But exactly WHEN do we celebrate, you may ask!!

Some celebrate on the fixed date of February 1st whilst others will celebrate on the astronomical Cross-Quarter date (see footnote) — this year, 2017, that falls on February 3rd @ 15:27 Pacific Time — which is the precise midpoint between the Winter Solstice and the Spring Equinox. Others celebrate on Lunar Imbolg, the new Moon in Aquarius. I celebrate all as Imbolg season!!

Imbolc is the first of the Celtic spring festivals (Imbolc/Imbolg, Spring Equinox, Bealtaine) and one of the four fire festivals in the Celtic Wheel of the Year.  In the Christian calendar, this day is observed as Candlemas. And on February 2nd, many celebrate Groundhog Day —  clearly an anticipation of Spring!

Imbolg  — the day we celebrate the goddess Brighid and the transition from late Winter to early Spring —  marks the first physical signs of Spring: the birth of the lambs, the flowing of the ewe’s milk (the literal translation for Imbolc!), the rising of the sap in the trees, and the budding of trees and plants. In your locale, that may happen later than early February so celebrate when you see the signs of Spring.

It was also a time of empowerment and renewal for our ancestors, as they cleansed their homes of Winter dust and soot, and started to prepare for Spring by clearing the land and preparing to plough and sow.

How perfect that this is the time to honour Brighid with blessings and rituals to purify us for the sacred growth and seed through a three-fold Fire ritual, exemplified in this blessing:

Fire in the Forge that shapes and tempers

Fire in the Hearth that nourishes and heals

Fire in the Head that incites and inspires

Legends of Brighid’s Mantle

The first legend described the goddess Brighid as hanging her mantle on a beam of sunlight. Magickal!

A second legend said that the goddess Brighid walked the land on Imbolc Eve, healing both people and animals Legend had it that the dew absorbed her healing powers. The next morning, women would cut up the Bhrat Brídhe (Irish for Brighid’s Mantle) into strips for sharing within the family or community.
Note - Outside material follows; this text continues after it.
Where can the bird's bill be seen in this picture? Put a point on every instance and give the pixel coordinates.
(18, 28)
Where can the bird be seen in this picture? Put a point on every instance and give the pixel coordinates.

In a third legend, Saint Brigid (the stories of the goddess and the saint have mingled/syncretized) asked the King for a plot of land for her Abbey in Kildare, but the King refused. Brigid then asked for a plot of land no bigger than her mantle. Of course, the King agreed. Such a bargain! So she walked to the Holy Oak on the land she wanted, accompanied by four Maidens. Each took a corner of Brigid’s cloak and walked in all four directions. Miraculously, the cloak grew and grew until it stretched out to the exact plot size that Brigid desired. The King recognised the miracle and converted to Christianity. Brigid built her church. A cathedral was later built on the site but, apparently, the original foundations of Brigid’s church can still be seen.


Bhrat Brídhe Ritual

Ideally done on Imbolc Eve which —  for me —  is tonight. At sunset, place a piece of cloth on a tree, bush or windowsill. You can use any cloth (natural fibres if at all possible), or even a piece of ribbon, which is easy to tuck into a purse, yoga bag, or even a bra strap!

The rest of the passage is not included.